Fortunately, Heine has a rich history playing soccer to back up his aspirations.
“I’ve been playing competitively nonstop, year-round since I was 8,” he notes. “I’ve played for most of the major clubs in San Diego and North County.”
Like most kids his age, he got his start in the sport after his parents signed him up for recreational soccer, and from there it snowballed.
“At first I was like everyone else playing,” he explained. “After awhile, I started to really, really like it.”
At one point or another, Heine has played for Torrey Pines (both junior and varsity), as well as clubs such as Albion, Surf, the Del Mar Carmel Valley Sharks, and, most recently, La Jolla’s Nomads soccer club, which is a branch team of the U.S. Soccer Development Academy.
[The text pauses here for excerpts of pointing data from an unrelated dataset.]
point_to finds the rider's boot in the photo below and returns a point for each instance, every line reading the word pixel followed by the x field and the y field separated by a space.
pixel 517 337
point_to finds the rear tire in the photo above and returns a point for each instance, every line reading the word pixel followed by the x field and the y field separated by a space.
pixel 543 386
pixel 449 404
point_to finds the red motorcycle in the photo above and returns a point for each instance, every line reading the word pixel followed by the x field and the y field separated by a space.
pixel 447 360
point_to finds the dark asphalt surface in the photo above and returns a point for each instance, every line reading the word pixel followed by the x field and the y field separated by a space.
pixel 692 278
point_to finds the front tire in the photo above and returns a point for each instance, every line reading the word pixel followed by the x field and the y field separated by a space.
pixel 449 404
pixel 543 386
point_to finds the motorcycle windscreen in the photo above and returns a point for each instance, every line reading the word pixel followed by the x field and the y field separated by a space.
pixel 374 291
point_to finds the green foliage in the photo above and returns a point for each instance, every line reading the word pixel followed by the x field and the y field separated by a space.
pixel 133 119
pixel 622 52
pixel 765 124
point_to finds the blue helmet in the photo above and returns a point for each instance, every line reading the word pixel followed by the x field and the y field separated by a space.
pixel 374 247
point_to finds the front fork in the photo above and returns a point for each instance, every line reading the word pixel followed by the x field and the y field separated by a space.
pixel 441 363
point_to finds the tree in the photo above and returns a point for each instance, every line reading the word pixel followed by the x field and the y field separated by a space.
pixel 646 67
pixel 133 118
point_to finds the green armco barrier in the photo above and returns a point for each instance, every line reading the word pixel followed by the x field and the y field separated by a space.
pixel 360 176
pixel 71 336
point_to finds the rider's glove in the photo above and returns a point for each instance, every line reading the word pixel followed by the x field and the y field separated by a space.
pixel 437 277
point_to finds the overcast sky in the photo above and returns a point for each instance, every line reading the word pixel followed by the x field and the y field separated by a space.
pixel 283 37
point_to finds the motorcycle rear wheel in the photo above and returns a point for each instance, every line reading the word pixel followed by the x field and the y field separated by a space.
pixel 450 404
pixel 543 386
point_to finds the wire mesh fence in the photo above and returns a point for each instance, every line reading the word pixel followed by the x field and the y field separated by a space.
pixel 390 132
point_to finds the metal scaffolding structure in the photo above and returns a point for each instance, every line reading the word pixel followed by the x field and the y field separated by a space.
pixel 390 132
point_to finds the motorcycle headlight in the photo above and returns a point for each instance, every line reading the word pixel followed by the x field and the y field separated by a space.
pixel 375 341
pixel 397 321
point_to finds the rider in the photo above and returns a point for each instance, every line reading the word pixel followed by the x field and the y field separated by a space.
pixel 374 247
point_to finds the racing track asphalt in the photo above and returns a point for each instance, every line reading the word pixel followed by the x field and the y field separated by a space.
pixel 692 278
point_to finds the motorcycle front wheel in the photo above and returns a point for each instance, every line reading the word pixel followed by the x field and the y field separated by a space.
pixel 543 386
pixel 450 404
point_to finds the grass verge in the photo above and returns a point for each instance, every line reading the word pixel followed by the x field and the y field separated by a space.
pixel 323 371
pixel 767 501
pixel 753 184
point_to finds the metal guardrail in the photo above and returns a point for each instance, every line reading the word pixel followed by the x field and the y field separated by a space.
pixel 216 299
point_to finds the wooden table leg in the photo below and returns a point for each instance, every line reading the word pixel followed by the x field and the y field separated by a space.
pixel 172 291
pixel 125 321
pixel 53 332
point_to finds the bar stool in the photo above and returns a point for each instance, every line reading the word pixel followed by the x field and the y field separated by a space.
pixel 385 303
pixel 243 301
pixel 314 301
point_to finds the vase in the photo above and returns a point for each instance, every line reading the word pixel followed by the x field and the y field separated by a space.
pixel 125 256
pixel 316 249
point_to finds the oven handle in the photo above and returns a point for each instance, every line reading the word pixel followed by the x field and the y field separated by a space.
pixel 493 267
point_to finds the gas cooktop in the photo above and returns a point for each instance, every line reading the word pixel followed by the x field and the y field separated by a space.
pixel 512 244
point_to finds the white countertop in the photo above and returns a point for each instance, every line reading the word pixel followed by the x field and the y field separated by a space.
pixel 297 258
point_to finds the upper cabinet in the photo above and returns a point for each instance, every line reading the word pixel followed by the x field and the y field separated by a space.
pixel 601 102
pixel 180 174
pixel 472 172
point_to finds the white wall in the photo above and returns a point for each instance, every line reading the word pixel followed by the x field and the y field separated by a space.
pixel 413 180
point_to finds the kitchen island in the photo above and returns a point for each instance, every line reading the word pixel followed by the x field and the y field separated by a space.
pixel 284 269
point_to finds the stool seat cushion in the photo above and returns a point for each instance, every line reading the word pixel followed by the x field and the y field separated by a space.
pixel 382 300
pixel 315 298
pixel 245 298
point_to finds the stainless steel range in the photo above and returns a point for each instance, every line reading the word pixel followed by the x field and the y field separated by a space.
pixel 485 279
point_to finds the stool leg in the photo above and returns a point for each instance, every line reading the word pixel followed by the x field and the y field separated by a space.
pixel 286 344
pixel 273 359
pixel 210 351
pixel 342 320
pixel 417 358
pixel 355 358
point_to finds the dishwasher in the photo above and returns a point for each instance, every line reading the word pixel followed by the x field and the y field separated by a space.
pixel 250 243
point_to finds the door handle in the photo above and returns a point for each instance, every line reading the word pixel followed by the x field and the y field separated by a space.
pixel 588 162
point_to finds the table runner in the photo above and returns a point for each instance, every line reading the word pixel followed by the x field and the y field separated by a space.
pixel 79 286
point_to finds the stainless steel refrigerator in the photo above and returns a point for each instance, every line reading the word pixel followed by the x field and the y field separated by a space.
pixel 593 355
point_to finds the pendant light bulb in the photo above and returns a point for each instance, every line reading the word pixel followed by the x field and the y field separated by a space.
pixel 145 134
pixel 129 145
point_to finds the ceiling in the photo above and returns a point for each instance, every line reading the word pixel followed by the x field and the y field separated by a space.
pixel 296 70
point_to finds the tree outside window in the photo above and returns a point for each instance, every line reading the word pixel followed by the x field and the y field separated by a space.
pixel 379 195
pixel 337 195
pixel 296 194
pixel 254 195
Throughout a typical year, Heine would move around from one team to another.
“For my sophomore and junior years, I’d take a break playing club soccer to be on the high school team, which is basically what everyone did,” said Heine, who explained that following his junior year the Development Academy instituted new rules for club players about taking that break.
“They think (high school is) lower level playing and that it hurts the development of someone who wants to pursue this long-term, as well as to compete at the international level.”
Since Heine wanted to play soccer for a major division, he stuck with the club soccer throughout his senior year and it’s through his coach playing for the Surf club that he was discovered by George Washington University, a college located in the heart of Washington D.C.
“The coach at George Washington is young, and he’s trying to build a new team. He talked to my coach at Surf and watched a couple of my games. Right off the bat, I didn’t know much about the school but it ended up being a good fit for me.”